Question

Two charges, each equal to$\;q$, are kept at $x=-a$ and $x=a$ on the x-axis. A particle of mass$\;m$ and charge $q_0 = \dfrac{q}{2}$ is placed at the origin. If charge $q_0$ is given a small displacement $\left( y<< a \right)$ along the y-axis, the net force acting on the particle is proportional to:
A). $\;-y$
B). $\dfrac{1}{y^2}$
C). $-\dfrac{1}{y}$
D). $\;y$

Answer 1

Hint: Recall that since the charges and the particle possess like charges, they experience a repulsive force. This repulsive force is directed from the charges towards the particle since the particle possesses a lesser electric charge than the charges themselves. Resolve this force exerted by each charge into horizontal and vertical components and determine the resultant force acting in both the directions. To this end, additively find the net force acting on the particle and arrive at an appropriate expression that establishes a relationship between the net force and the particle displacement.
Formula Used:
Coulomb’s Law: $F = \dfrac{kq_1q_2}{r^2}$

Complete step-by-step solution:
We are given that two charges, each having a charge$\;q$ are kept opposite to each other along the x-axis at a distance of$\;a$ from the origin. Another particle of charge $\dfrac{q}{2}$ is placed along the y-axis at a distance$\;y$ from the origin as shown in the figure.
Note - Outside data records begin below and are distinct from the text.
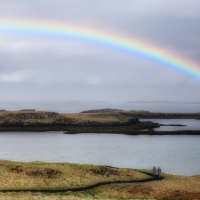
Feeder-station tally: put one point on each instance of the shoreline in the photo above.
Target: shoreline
(94, 121)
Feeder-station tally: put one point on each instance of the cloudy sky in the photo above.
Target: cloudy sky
(34, 67)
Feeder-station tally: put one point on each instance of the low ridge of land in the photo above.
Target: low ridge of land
(92, 121)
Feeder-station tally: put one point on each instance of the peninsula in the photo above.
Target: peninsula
(92, 121)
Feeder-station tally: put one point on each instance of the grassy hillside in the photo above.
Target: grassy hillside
(38, 180)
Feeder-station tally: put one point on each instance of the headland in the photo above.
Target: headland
(92, 121)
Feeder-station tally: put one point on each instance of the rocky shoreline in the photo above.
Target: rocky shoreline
(93, 121)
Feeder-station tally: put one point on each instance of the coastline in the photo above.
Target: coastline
(93, 121)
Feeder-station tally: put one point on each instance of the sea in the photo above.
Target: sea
(175, 154)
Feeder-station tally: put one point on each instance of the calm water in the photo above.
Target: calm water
(191, 124)
(174, 154)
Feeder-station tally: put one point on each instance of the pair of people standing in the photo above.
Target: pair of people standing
(156, 170)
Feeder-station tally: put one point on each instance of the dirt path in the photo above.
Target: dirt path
(80, 189)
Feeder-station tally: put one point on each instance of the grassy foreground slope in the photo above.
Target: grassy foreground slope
(38, 180)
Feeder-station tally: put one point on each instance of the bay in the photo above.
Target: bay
(189, 124)
(174, 154)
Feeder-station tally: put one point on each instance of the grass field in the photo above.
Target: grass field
(38, 180)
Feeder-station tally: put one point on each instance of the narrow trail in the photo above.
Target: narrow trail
(80, 189)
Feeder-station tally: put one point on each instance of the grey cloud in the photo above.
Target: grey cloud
(51, 68)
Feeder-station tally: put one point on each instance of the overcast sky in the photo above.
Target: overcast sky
(52, 68)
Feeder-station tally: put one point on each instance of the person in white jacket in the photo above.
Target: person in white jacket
(159, 171)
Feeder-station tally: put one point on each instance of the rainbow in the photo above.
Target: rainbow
(124, 43)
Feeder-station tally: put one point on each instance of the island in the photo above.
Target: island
(114, 121)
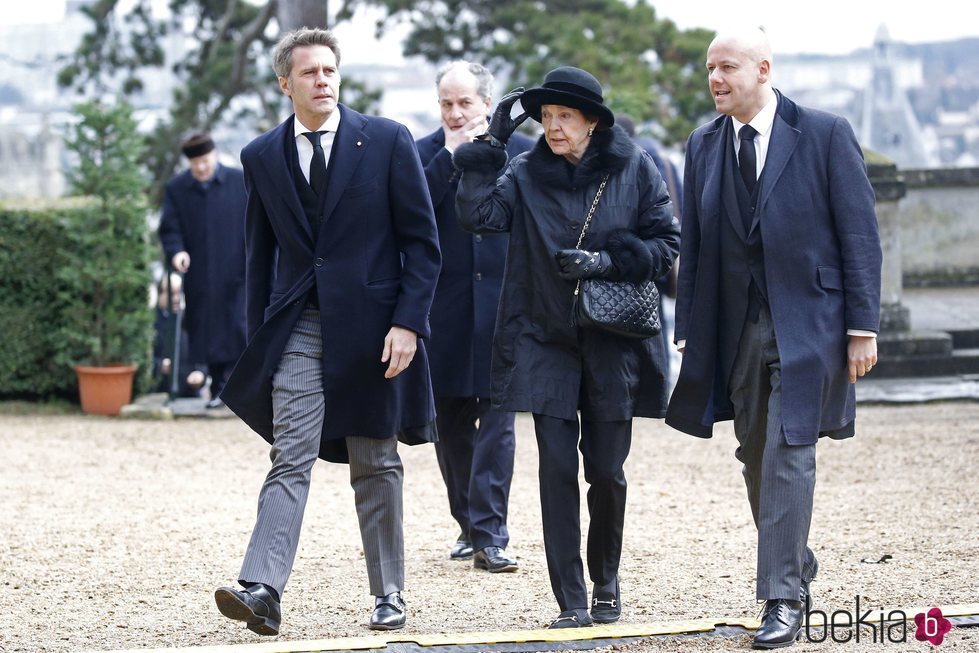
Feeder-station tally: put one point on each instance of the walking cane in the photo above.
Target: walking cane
(177, 315)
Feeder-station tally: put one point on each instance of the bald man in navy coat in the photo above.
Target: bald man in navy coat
(778, 302)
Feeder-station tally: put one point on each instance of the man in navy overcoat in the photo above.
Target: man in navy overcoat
(476, 442)
(342, 263)
(778, 302)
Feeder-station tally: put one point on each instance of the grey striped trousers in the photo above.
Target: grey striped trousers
(780, 478)
(376, 476)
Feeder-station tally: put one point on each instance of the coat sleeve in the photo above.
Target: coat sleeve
(689, 244)
(260, 244)
(171, 235)
(851, 199)
(413, 221)
(485, 201)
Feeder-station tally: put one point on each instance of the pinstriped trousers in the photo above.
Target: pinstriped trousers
(376, 476)
(780, 478)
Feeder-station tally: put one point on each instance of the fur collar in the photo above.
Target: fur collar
(608, 152)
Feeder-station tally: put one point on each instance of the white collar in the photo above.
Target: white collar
(763, 120)
(331, 125)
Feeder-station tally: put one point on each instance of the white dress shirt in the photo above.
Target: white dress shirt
(305, 147)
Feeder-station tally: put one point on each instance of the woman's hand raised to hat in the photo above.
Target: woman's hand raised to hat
(502, 125)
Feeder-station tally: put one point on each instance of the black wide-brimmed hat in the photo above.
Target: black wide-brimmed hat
(569, 87)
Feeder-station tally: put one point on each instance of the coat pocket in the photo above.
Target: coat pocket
(830, 278)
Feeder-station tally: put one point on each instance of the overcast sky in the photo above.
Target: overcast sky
(825, 26)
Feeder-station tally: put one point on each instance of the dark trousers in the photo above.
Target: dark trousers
(604, 447)
(780, 478)
(475, 453)
(376, 476)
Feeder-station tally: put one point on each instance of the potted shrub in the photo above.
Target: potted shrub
(107, 281)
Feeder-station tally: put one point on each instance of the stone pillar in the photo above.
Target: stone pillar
(889, 188)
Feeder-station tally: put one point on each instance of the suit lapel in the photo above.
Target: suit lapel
(276, 167)
(719, 169)
(348, 148)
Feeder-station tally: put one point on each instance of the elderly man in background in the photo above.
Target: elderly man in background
(202, 231)
(476, 442)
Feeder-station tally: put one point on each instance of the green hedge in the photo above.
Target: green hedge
(45, 299)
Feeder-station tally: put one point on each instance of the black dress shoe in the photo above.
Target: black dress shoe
(255, 606)
(390, 612)
(781, 624)
(571, 619)
(461, 550)
(606, 606)
(494, 560)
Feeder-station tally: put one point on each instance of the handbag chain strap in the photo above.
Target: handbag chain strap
(584, 227)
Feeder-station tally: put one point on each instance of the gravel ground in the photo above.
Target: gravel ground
(114, 534)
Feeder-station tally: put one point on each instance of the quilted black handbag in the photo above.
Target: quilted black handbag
(627, 309)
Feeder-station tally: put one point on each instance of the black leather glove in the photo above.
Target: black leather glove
(579, 264)
(502, 125)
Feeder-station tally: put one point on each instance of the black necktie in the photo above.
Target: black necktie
(317, 166)
(746, 157)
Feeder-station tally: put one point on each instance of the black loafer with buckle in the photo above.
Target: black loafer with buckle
(390, 612)
(254, 605)
(571, 619)
(606, 606)
(781, 624)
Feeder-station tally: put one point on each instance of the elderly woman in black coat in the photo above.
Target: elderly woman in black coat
(542, 362)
The charges$\;q$ each exert a repulsive force directing outwards on the particle as shown.
Let the magnitude of force exerted by each charge$\;q$ on the particle of charge $\dfrac{q}{2}$ be$\;F$. From Coulomb’s law, this will be equivalent to:
$F = \dfrac{kq\left(\dfrac{q}{2}\right)}{r^2}$
where k is the Coulomb’s constant, and r is the distance between the charges$\;q$ and $\dfrac{q}{2}$
The distance between$\;q$ and $\dfrac{q}{2}$ can be found by applying Pythagora's theorem to one of the right angles formed, as shown in the figure.
$\Rightarrow r^2 = y^2+a^2 \Rightarrow r =\sqrt{y^2+a^2}$

Therefore, $F = \dfrac{kq^2}{2\left(y^2+a^2\right)}$
To find the net force acting on the particle, we resolve the force that they exert on the particle into their respective horizontal and vertical components. Let $\theta$ be the angle that the force exerted by the charges makes with the y-axis.
The net force along the horizontal direction will be:
 $F_{H} = F\;sin\theta + (-F\;sin\theta) = F\;sin\theta – F\;sin\theta = 0$
Therefore, no force acts on the particle of charge $\dfrac{q}{2}$ in the horizontal direction.
The net force acting along the vertical direction will be:
$F_{V} = F\;cos\theta + F\;cos\theta = 2F\;cos\theta$
Therefore, the total force acting on the particle of charge $\dfrac{q}{2}$ will be the sum of the forces acting on it in the horizontal and vertical directions, i.e.,
$F_{net} = F_{H} +F_{V} = 0 + 2F\;cos\theta = 2F\;cos\theta$
But $F = \dfrac{kq^2}{2\left(y^2+a^2\right)}$
Therefore, $F_{net} = \dfrac{2kq^2}{2\left(y^2+a^2\right)}\;cos\theta = \dfrac{kq^2}{\left(y^2+a^2\right)}\;cos\theta$
From the diagram, taking any one of the right-angled triangles, we have:
$cos\theta = \dfrac{y}{r} = \dfrac{y}{\sqrt{\left(y^2+a^2\right)}}$
Plugging this into our net force equation we get:
$F_{net} = \dfrac{2kq^2}{2\left(y^2+a^2\right)}\;cos\theta = \dfrac{kq^2}{\left(y^2+a^2\right)}. \dfrac{y}{\sqrt{\left(y^2+a^2\right)}}$
$\Rightarrow F_{net} = \dfrac{kq^2y}{\left(y^2+a^2\right)^{3/2}}$
But we are given that $y << a$ which means that we can approximate $y^2 +a^2 \approx a^2$, so the above equation becomes:
$F_{net} = \dfrac{kq^2y}{\left(a^2\right)^{3/2}} = \dfrac{kq^2y}{\left(a^2\right)}$
$\Rightarrow F_{net} \propto y$
Therefore, the correct option is D.$\;y$

Note: While resolving the vectors into their horizontal and vertical components, remember to assign the sine and cosine values correctly since it is a common misconception that the horizontal side is always the cosine part and the vertical side is the sine part.
The correct way to go about this would be to establish that the component that is adjacent to $\theta$ assumes a cosine value, whereas the component that is opposite to $\theta$ assumes a sine value.